2. O mútuo bancário consiste no empréstimo de dinheiro pelo qual o mutuário obriga-se a restituir à instituição financeira mutuante o valor recebido, no prazo estipulado, acrescido de juros e encargos pactuados, conforme regulamentação própria e disposições do Código Civil (artigos 586 a 592).
3. A entrega do dinheiro, ainda que possa ser tratada como um mero efeito do contrato, na prática, reveste-se de natureza jurídica de elemento acidental do contrato de mútuo bancário, sem a qual o negócio não teria efeito concreto algum. Tanto é verdade que o art. 586, do CC/02, prevê que mútuo é o próprio "empréstimo de coisas fungíveis". Por isso, relevante averiguar, para além de eventual manifestação expressa da vontade (contratação expressa), se existe eventual prova da disponibilização do dinheiro (coisa mutuada), a tornar indene de dúvidas a ocorrência de uma contratação regular e de livre volição.
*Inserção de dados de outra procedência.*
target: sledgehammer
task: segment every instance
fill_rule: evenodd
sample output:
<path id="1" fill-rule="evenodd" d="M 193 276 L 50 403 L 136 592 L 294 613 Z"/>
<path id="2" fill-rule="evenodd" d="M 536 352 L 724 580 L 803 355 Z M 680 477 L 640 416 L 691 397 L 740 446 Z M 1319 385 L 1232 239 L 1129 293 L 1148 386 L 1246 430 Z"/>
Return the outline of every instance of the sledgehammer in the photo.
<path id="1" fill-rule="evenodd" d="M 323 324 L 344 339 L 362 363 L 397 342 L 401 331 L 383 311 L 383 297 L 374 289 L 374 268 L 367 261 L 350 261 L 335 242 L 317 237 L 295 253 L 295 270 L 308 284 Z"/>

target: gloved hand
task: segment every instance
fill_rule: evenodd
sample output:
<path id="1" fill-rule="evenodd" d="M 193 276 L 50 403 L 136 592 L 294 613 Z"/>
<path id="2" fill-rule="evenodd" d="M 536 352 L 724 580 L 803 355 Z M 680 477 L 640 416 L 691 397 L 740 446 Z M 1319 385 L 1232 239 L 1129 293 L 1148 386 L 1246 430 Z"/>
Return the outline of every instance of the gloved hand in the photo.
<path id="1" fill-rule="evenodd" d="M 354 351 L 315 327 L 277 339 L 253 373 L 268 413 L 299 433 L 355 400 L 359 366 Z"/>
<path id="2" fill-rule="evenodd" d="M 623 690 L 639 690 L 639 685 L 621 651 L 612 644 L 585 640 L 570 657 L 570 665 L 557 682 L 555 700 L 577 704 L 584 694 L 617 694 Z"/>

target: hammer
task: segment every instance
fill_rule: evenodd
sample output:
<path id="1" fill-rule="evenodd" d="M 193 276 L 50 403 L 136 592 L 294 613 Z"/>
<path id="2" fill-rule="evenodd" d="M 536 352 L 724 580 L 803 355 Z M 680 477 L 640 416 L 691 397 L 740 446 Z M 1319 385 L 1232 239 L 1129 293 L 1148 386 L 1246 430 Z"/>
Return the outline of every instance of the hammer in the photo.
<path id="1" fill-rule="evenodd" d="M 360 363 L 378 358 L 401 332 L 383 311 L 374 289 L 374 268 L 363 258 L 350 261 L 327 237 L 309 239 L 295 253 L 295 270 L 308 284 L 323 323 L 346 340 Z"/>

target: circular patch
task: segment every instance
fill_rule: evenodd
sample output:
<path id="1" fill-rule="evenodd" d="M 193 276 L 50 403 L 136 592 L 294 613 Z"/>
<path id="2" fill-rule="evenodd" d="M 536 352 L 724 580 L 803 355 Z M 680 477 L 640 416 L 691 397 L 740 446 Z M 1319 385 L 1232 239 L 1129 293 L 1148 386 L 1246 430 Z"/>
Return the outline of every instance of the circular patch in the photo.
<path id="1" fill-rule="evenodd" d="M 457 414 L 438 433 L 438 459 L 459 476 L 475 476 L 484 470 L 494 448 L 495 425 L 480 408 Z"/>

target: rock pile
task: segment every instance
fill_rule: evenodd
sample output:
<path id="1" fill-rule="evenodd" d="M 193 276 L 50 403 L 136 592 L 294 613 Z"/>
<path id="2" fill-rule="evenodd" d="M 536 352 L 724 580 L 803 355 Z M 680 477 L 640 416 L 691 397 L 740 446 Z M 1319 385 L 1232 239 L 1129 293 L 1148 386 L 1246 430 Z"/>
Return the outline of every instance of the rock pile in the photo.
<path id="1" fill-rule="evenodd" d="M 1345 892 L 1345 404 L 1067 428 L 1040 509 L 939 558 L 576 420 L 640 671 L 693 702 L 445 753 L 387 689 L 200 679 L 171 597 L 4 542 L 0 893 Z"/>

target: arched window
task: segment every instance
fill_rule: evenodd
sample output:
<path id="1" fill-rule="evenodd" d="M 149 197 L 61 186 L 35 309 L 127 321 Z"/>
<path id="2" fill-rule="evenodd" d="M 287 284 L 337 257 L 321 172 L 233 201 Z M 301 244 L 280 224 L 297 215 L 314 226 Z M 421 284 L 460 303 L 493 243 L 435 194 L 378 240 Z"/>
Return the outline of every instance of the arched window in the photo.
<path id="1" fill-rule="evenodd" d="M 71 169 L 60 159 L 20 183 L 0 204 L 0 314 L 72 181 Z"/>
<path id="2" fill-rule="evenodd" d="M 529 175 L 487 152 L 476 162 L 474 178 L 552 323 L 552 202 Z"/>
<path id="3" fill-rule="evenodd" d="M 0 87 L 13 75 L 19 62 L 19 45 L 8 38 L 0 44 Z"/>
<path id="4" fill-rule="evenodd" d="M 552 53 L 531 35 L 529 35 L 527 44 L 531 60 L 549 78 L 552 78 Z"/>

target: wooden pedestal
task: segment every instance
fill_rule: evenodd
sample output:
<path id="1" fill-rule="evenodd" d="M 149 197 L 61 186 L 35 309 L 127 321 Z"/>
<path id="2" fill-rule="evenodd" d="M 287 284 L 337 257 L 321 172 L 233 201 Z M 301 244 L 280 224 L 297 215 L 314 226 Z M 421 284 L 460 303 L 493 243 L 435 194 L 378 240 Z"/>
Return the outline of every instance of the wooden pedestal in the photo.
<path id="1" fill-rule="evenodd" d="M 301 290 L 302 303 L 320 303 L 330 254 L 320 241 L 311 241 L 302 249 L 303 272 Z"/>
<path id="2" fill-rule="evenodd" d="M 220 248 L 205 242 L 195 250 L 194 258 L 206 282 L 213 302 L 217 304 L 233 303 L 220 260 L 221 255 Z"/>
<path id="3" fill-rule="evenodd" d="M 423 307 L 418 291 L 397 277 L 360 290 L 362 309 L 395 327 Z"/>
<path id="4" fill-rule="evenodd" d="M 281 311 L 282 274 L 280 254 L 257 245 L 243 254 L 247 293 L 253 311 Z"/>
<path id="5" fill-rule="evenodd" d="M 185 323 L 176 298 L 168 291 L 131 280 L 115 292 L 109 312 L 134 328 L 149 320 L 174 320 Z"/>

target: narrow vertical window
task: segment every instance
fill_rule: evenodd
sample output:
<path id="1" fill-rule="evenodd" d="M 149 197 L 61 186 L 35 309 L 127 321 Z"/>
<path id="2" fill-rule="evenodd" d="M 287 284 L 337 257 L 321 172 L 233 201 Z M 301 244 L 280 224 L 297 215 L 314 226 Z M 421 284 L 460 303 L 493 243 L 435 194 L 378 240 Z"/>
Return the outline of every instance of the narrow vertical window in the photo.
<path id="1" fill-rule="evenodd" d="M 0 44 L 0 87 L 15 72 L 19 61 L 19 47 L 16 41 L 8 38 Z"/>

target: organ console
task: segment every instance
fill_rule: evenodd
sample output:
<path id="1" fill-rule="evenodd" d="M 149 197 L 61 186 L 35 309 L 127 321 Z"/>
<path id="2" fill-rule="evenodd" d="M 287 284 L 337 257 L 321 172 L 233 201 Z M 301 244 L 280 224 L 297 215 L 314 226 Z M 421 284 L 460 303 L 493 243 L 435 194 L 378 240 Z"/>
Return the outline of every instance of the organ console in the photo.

4. Na espécie, verifica-se que o réu-apelante juntou aos autos somente o contrato de nº 5614755, contendo a assinatura de duas testemunhas, assinatura a rogo e a oposição de uma digital, a qual, todavia, a perícia judicial não conseguiu confirmar a sua autenticidade. Com relação ao contrato de nº 5651820, não juntou quaisquer documentos que comprove essa relação jurídica. Ainda, no tocante à prova de eventual entrega da coisa mutuada (dinheiro), a Banco do Brasil S/A informou, após provocação do Juízo, que foram expedidos duas ordens de pagamento em favor do autor-apelado, contudo, os documentos juntados eram ilegíveis, e, quando novamente intimado para proceder a juntada da via original das ordens de pagamento, para a realização de perícia, informou a impossibilidade de juntada dos originais, porque, "após a microfilmagem os documentos são expurgados".
5. A cobrança descabida das quantias descontadas indevidamente do benefício previdenciário da autora encerra potencial lesivo suficiente à configuração de dano moral.
6. Segundo o método bifásico de fixação de indenização por danos morais, na primeira etapa, deve-se estabelecer um valor básico, à luz de um grupo de precedentes jurisprudenciais que apreciaram casos semelhantes, conforme o interesse jurídico lesado; e, na segunda etapa, devem ser consideradas as circunstâncias do caso, para a fixação definitiva do valor da indenização, atendendo-se, assim, a determinação legal de arbitramento equitativo pelo Juiz.
7. Na espécie, considerando-se o grupo de precedentes da Câmara, e levando-se em conta a condição financeira das partes, a finalidade educativa e preventiva da condenação, a razoável gravidade do dano, bem como a existência de três (3) ações semelhantes à presente propostas pelo autor, reputo ser adequado manter o valor da indenização por danos morais em R$ 2.500,00.
8. Apelação conhecida e provida em parte.